Su padre le había enseñado a venerar a Inti -el sol-, a la luna, a las estrellas y a la tierra. Su madre guardaba con sumo cuidado en una cajita de su pertenencia algunas estampitas de la virgen. Él, de pequeño, solía acompañarla en las procesiones que llevaban la efigie de la santa por los cerros y quebradas. De la mano de estos recuerdos, intentó no sucumbir a la desesperación, al espanto, al terror y volvió a imprimirle fuerza a su pierna atascada. Casi lo había conseguido cuando distinguió dos ráfagas de fuego que se le acercaban. El olor a azufre se hacía cada vez más fuerte. Miró a la luna y, la encontró cubierta por un manto de nubes.
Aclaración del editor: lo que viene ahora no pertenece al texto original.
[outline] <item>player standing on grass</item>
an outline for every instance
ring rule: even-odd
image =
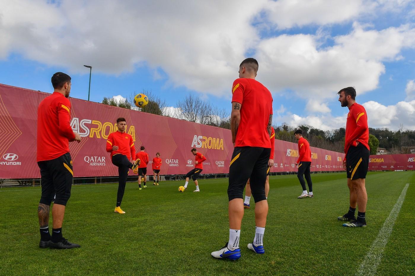
[[[114,211],[120,214],[125,213],[121,210],[121,206],[125,190],[128,169],[131,169],[134,171],[140,164],[139,159],[135,160],[134,164],[130,162],[130,160],[135,159],[135,148],[132,137],[125,133],[127,125],[125,119],[123,118],[117,119],[117,127],[118,131],[110,133],[107,139],[107,151],[111,153],[111,160],[112,164],[118,167],[118,191],[117,193],[117,204]]]
[[[297,176],[300,180],[300,184],[303,188],[303,193],[298,197],[298,199],[303,199],[305,197],[314,197],[312,194],[312,182],[311,182],[311,175],[310,174],[310,167],[311,167],[311,151],[310,150],[310,145],[308,141],[303,137],[303,131],[297,129],[294,133],[294,136],[295,139],[298,140],[298,153],[300,156],[295,162],[295,165],[298,166],[298,172]],[[307,181],[307,185],[308,185],[309,192],[307,193],[307,189],[305,187],[305,182],[303,177],[304,174],[305,177],[305,180]]]
[[[248,248],[260,254],[265,252],[263,237],[268,213],[265,180],[271,151],[270,138],[272,122],[272,97],[269,91],[255,80],[258,70],[256,60],[247,58],[239,65],[239,77],[232,87],[231,131],[235,148],[229,168],[229,240],[211,253],[218,259],[236,260],[239,248],[241,224],[244,216],[244,188],[249,179],[255,202],[255,235]]]
[[[352,87],[343,88],[337,94],[342,107],[347,107],[349,111],[346,124],[343,168],[347,175],[347,186],[350,192],[349,212],[339,220],[351,220],[343,225],[346,227],[366,226],[366,204],[367,194],[365,179],[369,165],[369,128],[367,114],[364,107],[356,103],[356,90]],[[358,206],[357,219],[354,217],[356,206]]]
[[[193,191],[200,191],[199,189],[199,184],[198,182],[198,177],[203,170],[203,162],[206,160],[206,157],[200,153],[198,153],[195,148],[192,149],[192,154],[195,155],[195,168],[186,174],[186,183],[184,184],[184,189],[187,189],[187,184],[189,184],[189,179],[190,176],[196,185],[196,189]]]
[[[62,235],[62,224],[66,203],[71,196],[73,172],[69,154],[69,142],[81,141],[79,134],[72,131],[70,123],[71,77],[59,72],[51,81],[53,94],[44,99],[37,109],[37,161],[40,169],[42,194],[37,208],[41,248],[65,249],[81,246],[70,242]],[[53,226],[49,233],[51,203]]]
[[[151,165],[153,167],[153,173],[154,176],[153,177],[153,181],[154,183],[153,185],[159,185],[159,181],[160,180],[160,170],[161,167],[161,158],[160,158],[160,153],[157,153],[156,154],[156,157],[153,158],[153,164]],[[156,177],[157,176],[157,184],[156,184]]]
[[[265,181],[265,198],[268,199],[268,193],[269,192],[269,170],[271,167],[274,164],[274,150],[275,144],[275,131],[274,128],[271,127],[271,154],[268,160],[268,169],[266,170],[266,180]],[[270,165],[271,164],[271,165]],[[251,192],[251,185],[248,179],[247,182],[247,186],[245,187],[245,201],[244,202],[244,208],[249,209],[250,206],[249,201],[251,200],[251,196],[252,193]]]
[[[141,190],[141,176],[143,176],[143,188],[147,188],[146,181],[147,180],[147,165],[149,163],[149,154],[144,151],[146,148],[141,146],[140,151],[137,153],[137,158],[139,158],[141,163],[138,166],[138,189]],[[137,171],[134,172],[135,173]]]

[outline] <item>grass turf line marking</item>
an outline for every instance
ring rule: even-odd
[[[379,231],[379,234],[375,241],[373,242],[369,252],[365,257],[356,275],[374,275],[376,274],[378,266],[382,259],[382,254],[385,250],[385,247],[388,243],[391,234],[393,229],[395,222],[400,211],[403,201],[405,199],[406,191],[409,184],[407,184],[402,190],[399,198],[392,208],[389,216],[385,221],[383,226]]]

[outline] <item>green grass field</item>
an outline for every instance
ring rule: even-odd
[[[38,247],[40,187],[1,189],[0,275],[354,275],[406,183],[377,274],[415,275],[415,172],[368,174],[368,226],[361,228],[337,219],[349,207],[345,174],[312,177],[315,197],[297,199],[296,176],[271,177],[264,255],[247,248],[255,233],[251,199],[236,261],[210,256],[228,238],[227,179],[200,180],[200,193],[193,182],[184,193],[177,191],[183,182],[148,182],[142,191],[127,183],[123,215],[113,213],[117,184],[74,186],[63,232],[81,247],[66,250]]]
Pensó en la Juana, en el Pedro y en su hermosa mujer morena de ojos negros. Quiso correr pero no pudo. Deseó gritar pero la voz se le ahogó en su garganta. Ya no podía contar ni siquiera con su propia fuerza. No era él. Distinguía el balancear de cañas a un lado y al otro pero era como si lo estuviera observando desde la visión distorsionada de un cristal empañado. Una sombra negra se le aproximó. En la neblina de la noche no supo bien si era un gato, un perro o un ser humano bastante singular. Tal vez un viborón, un cerdo o un tigre. Vio grandes uñas acompañadas por una dentadura sobrecogedora.
La única certeza que tuvo en ese momento fue que el miedo le paralizaba la sangre, la mente, la voluntad…
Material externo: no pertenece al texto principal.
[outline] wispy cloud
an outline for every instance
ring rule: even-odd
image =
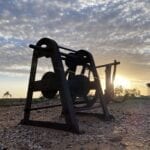
[[[0,70],[25,73],[32,55],[28,45],[42,37],[67,47],[89,49],[100,63],[105,57],[117,57],[127,64],[137,65],[140,59],[147,65],[149,14],[149,0],[0,1]]]

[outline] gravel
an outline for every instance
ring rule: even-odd
[[[115,121],[77,116],[84,134],[20,125],[23,106],[0,107],[0,150],[149,150],[150,100],[109,105]],[[94,113],[101,112],[97,108]],[[61,109],[38,110],[31,118],[62,122]]]

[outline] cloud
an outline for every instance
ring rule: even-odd
[[[98,62],[116,57],[127,66],[133,61],[137,65],[142,57],[141,64],[146,67],[149,14],[148,0],[0,1],[0,70],[26,75],[32,56],[28,45],[42,37],[74,49],[88,49]],[[17,65],[22,69],[15,69]]]

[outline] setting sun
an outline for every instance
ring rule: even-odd
[[[131,82],[126,77],[116,76],[114,86],[122,86],[123,88],[129,89],[131,87]]]

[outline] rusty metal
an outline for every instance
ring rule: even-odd
[[[46,126],[80,133],[76,113],[97,107],[95,106],[97,100],[99,100],[98,107],[102,108],[105,120],[111,120],[112,116],[109,114],[100,78],[91,53],[86,50],[75,51],[59,46],[54,40],[48,38],[42,38],[36,45],[30,45],[30,48],[33,49],[33,56],[24,118],[21,121],[22,124]],[[61,52],[61,49],[69,53]],[[35,75],[38,59],[41,57],[51,59],[54,72],[46,72],[41,80],[36,81]],[[64,70],[63,61],[67,67],[66,70]],[[80,72],[78,67],[81,68]],[[36,91],[41,91],[43,96],[49,99],[54,98],[56,93],[59,92],[60,104],[32,107],[33,93]],[[93,95],[90,95],[91,91],[94,91]],[[30,119],[30,113],[33,110],[58,106],[62,106],[62,112],[66,122],[64,124],[33,121]]]

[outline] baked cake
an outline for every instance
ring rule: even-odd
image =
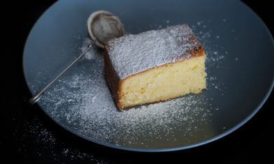
[[[186,24],[111,40],[103,57],[105,77],[121,110],[206,88],[206,55]]]

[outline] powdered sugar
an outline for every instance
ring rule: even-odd
[[[120,79],[190,57],[200,44],[186,25],[127,35],[108,42],[106,49]]]
[[[201,27],[203,23],[200,23]],[[194,29],[198,30],[195,33],[205,48],[206,68],[220,66],[225,54],[210,44],[210,31],[203,31],[199,34],[199,28]],[[89,44],[89,39],[84,38],[80,49]],[[75,73],[60,78],[39,102],[61,125],[92,141],[139,148],[177,146],[215,135],[210,126],[211,111],[221,109],[213,107],[214,100],[206,97],[206,94],[208,90],[216,90],[223,94],[221,92],[224,88],[217,83],[217,77],[208,72],[208,89],[204,94],[188,94],[121,112],[105,82],[103,57],[98,51],[90,53],[94,58],[84,58],[81,65],[71,68]],[[38,90],[35,85],[31,87]],[[69,152],[64,150],[64,154]]]

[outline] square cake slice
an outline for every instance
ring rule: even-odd
[[[120,110],[206,88],[206,55],[186,25],[126,35],[107,42],[106,80]]]

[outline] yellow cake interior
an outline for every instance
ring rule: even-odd
[[[198,94],[206,87],[206,55],[166,64],[130,76],[120,84],[122,108]]]

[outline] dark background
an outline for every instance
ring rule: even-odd
[[[0,120],[3,121],[0,130],[0,160],[8,160],[1,163],[14,161],[20,163],[274,163],[273,93],[251,120],[227,136],[197,148],[160,153],[124,151],[86,141],[59,126],[37,105],[28,105],[31,94],[22,69],[24,44],[32,26],[55,1],[1,5],[3,27],[1,81],[4,92],[0,113]],[[259,15],[273,36],[271,1],[242,1]]]

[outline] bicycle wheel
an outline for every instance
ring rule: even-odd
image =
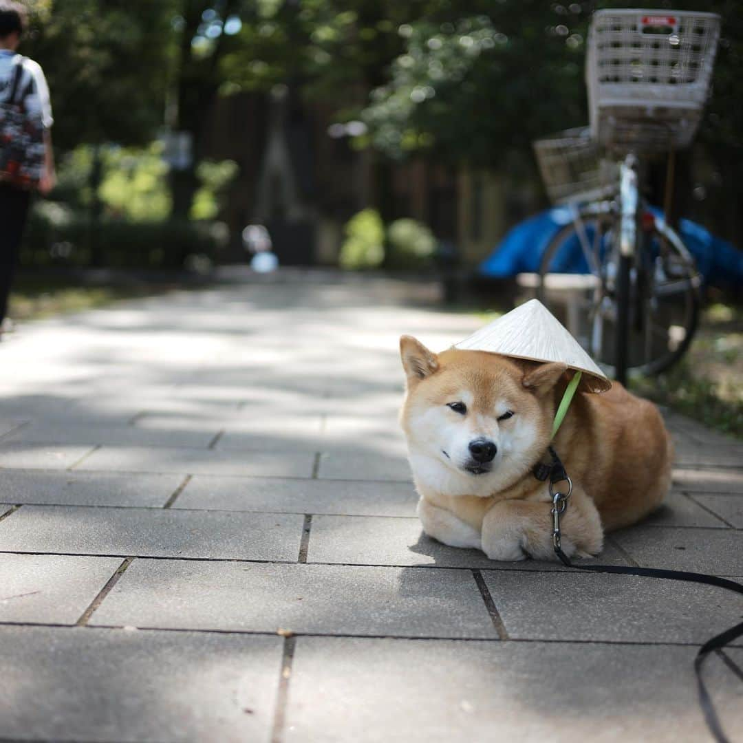
[[[620,262],[614,217],[586,209],[548,244],[537,296],[586,351],[615,374]],[[657,374],[684,355],[696,330],[701,279],[678,236],[643,212],[629,268],[626,368]],[[580,279],[571,272],[583,270]],[[570,275],[568,275],[570,274]]]

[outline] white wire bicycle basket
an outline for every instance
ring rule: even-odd
[[[587,126],[536,140],[532,146],[553,204],[594,201],[616,186],[617,166],[601,160]]]
[[[592,136],[615,149],[688,146],[710,91],[720,17],[674,10],[597,10],[585,82]]]

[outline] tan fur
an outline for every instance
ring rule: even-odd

Un ruido de cadenas se expandió por el cañaveral. Las pocas luces que aún permanecían encendidas en el rancherío cercano al ingenio se apagaron por unos segundos.
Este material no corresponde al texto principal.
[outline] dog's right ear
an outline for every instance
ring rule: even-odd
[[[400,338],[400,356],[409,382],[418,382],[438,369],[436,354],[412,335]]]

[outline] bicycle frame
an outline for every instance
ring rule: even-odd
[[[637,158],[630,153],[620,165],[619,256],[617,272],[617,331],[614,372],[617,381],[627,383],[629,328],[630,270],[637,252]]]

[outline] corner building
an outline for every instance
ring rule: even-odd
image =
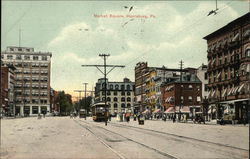
[[[28,47],[7,47],[2,52],[2,62],[16,67],[16,115],[50,112],[51,57],[50,52],[35,52],[34,48]]]
[[[250,105],[250,13],[204,39],[208,45],[208,99],[210,109],[215,110],[212,118],[231,115],[242,123],[249,118]]]

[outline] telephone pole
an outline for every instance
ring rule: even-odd
[[[81,93],[84,92],[84,90],[74,90],[74,92],[79,92],[79,112],[80,112],[80,109],[81,109],[81,104],[80,104]]]
[[[182,95],[182,69],[183,69],[183,61],[181,60],[180,61],[180,85],[181,85],[181,88],[180,88],[180,98],[181,98],[181,95]],[[182,107],[182,99],[180,100],[180,108],[179,108],[179,116],[178,116],[178,120],[180,121],[181,119],[181,107]],[[184,98],[183,98],[183,102],[184,102]]]
[[[115,69],[116,67],[125,67],[123,65],[107,65],[106,64],[106,60],[107,60],[107,57],[110,56],[109,54],[99,54],[100,57],[103,57],[104,59],[104,64],[103,65],[82,65],[82,67],[96,67],[103,75],[104,75],[104,82],[105,82],[105,86],[104,86],[104,93],[105,93],[105,125],[107,126],[107,122],[108,122],[108,111],[107,111],[107,75],[113,70]],[[104,71],[102,71],[100,69],[100,67],[104,67]],[[107,73],[107,70],[106,68],[107,67],[111,67],[111,69],[108,71]]]
[[[84,92],[84,106],[85,106],[85,120],[86,120],[86,117],[87,117],[87,106],[86,106],[86,87],[87,87],[87,84],[88,83],[83,83],[84,84],[84,86],[85,86],[85,92]]]

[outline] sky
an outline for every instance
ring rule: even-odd
[[[132,8],[131,8],[132,7]],[[218,1],[2,1],[2,45],[52,53],[51,87],[77,97],[92,90],[107,64],[124,65],[109,81],[134,81],[138,62],[151,67],[207,64],[206,35],[249,12],[247,0]]]

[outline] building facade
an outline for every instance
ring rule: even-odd
[[[107,103],[112,115],[134,112],[134,82],[124,78],[123,82],[107,82]],[[95,102],[105,101],[105,79],[98,80],[95,86]]]
[[[16,115],[50,112],[51,56],[50,52],[35,52],[28,47],[7,47],[2,52],[2,62],[16,67]]]
[[[250,13],[204,37],[208,88],[214,119],[246,121],[249,111]],[[213,111],[210,111],[213,112]]]
[[[202,83],[202,99],[208,98],[208,77],[207,77],[207,65],[202,64],[196,70],[196,76]]]
[[[1,113],[5,116],[13,116],[14,112],[14,84],[15,67],[13,65],[1,66]]]
[[[180,79],[162,85],[162,102],[167,114],[201,113],[202,83],[195,74],[182,75]]]

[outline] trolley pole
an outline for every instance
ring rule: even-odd
[[[123,65],[107,65],[106,60],[107,57],[110,56],[109,54],[99,54],[100,57],[104,59],[104,65],[82,65],[82,67],[96,67],[103,75],[104,75],[104,93],[105,93],[105,125],[107,126],[108,123],[108,108],[107,108],[107,75],[116,67],[125,67]],[[104,67],[104,71],[102,71],[99,67]],[[112,67],[108,72],[106,70],[107,67]]]
[[[87,87],[88,83],[83,83],[83,84],[85,85],[85,88],[84,88],[85,89],[85,91],[84,91],[84,106],[85,106],[85,120],[86,120],[86,118],[87,118],[87,105],[86,105],[86,100],[87,100],[86,99],[86,91],[87,90],[86,90],[86,87]]]
[[[182,85],[182,68],[183,67],[183,61],[181,60],[180,62],[180,73],[181,73],[181,76],[180,76],[180,84]],[[182,86],[180,88],[180,98],[181,98],[181,95],[182,95]],[[183,99],[184,101],[184,99]],[[182,106],[182,99],[181,99],[181,102],[180,102],[180,108],[179,108],[179,117],[178,117],[178,120],[180,121],[181,120],[181,106]]]

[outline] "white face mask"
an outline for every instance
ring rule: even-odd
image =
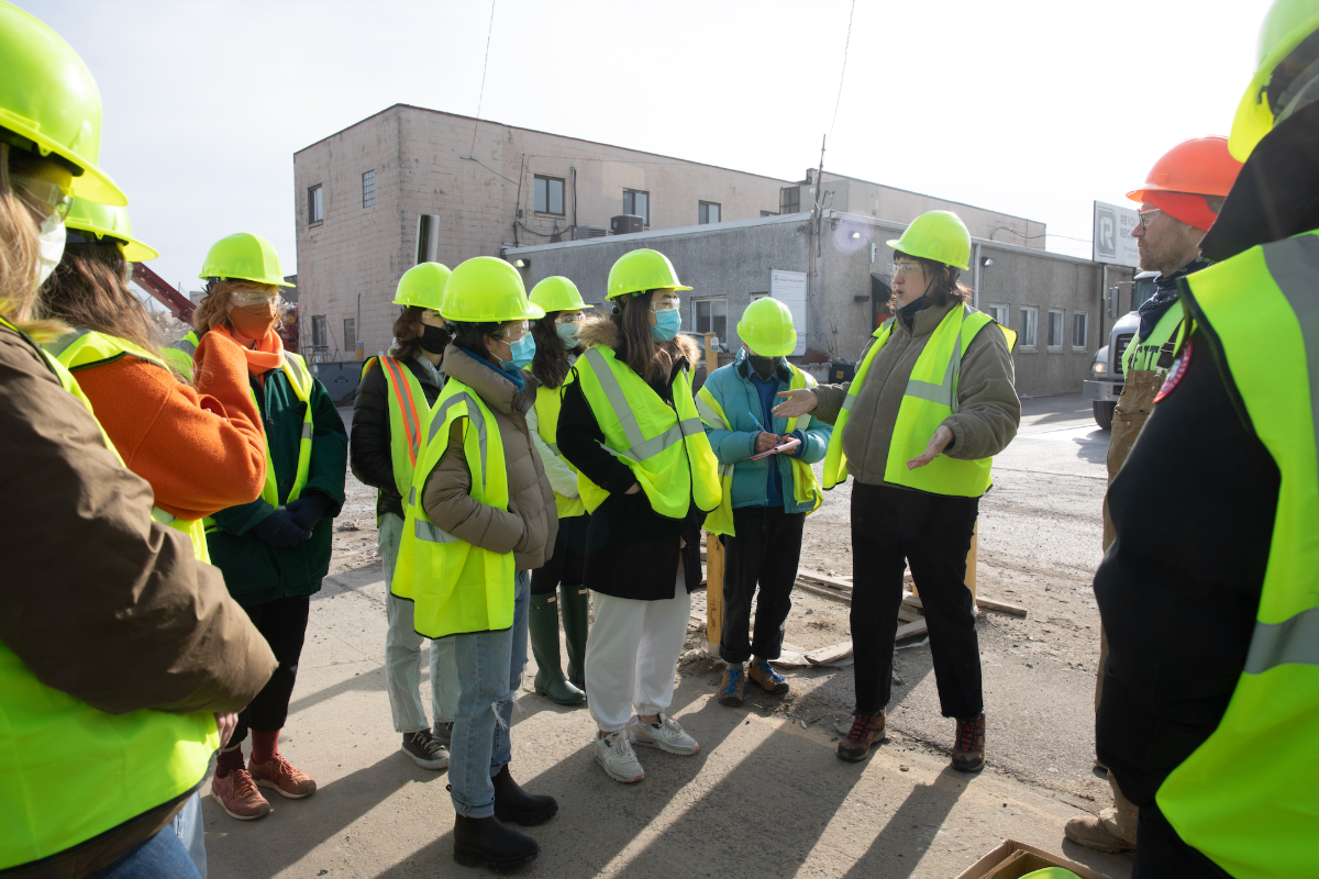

’Otro corte’, exclamaron los que estaban aún levantados. Y un cruce de miradas bastó para acallar cualquier rumor, suposición o pensamiento.
Poco a poco, la oscuridad fue cediendo terreno al alba.
A la mañana siguiente, algunos comentaron acerca del apagón que habían sufrido a medianoche. Entre los cañeros que formaban parte del grupo de Julián se miraron y preguntaron por él. No estaba. La noticia se desparramó como un río desenfrenado ¡Julián no aparecía por ningún lado! Muchos supusieron o necesitaron creer que no había resistido la separación de su familia. Pensaron que un mes había sido una prueba demasiado extensa como para que el hombre -muy apegado a sus niños y a su mujer- permaneciera tan lejos de ellos y, para peor, sin poder tener noticias de sus parientes.
Otros, tal vez la mayoría, pensaron -o en verdad supieron- que el familiar se había cobrado una nueva vida. No querían mirarse a los ojos. No deseaban encontrar en los otros ese terror que se apoderaba del propio cuerpo. No querían decir que Julián no se había marchado, que estaba ahí, ahora para siempre, tal vez más cerca que nunca, formando parte del ambiente del ingenio. Muchos lo habían visto alejarse la noche anterior…
Desde la casa de los patrones, la caminata nocturna de Julián tampoco había pasado desapercibida. Vieron que un peón rompía las barreras del temor y se internaba en la negritud del camino. Pensaron que no era bueno que alguien, de alguna manera, estuviera desafiando al Familiar.
No se podía no creer en su existencia….
El Familiar, de alguna manera, siempre iba a estar cuidando la buena fortuna de los ingenios y de las haciendas.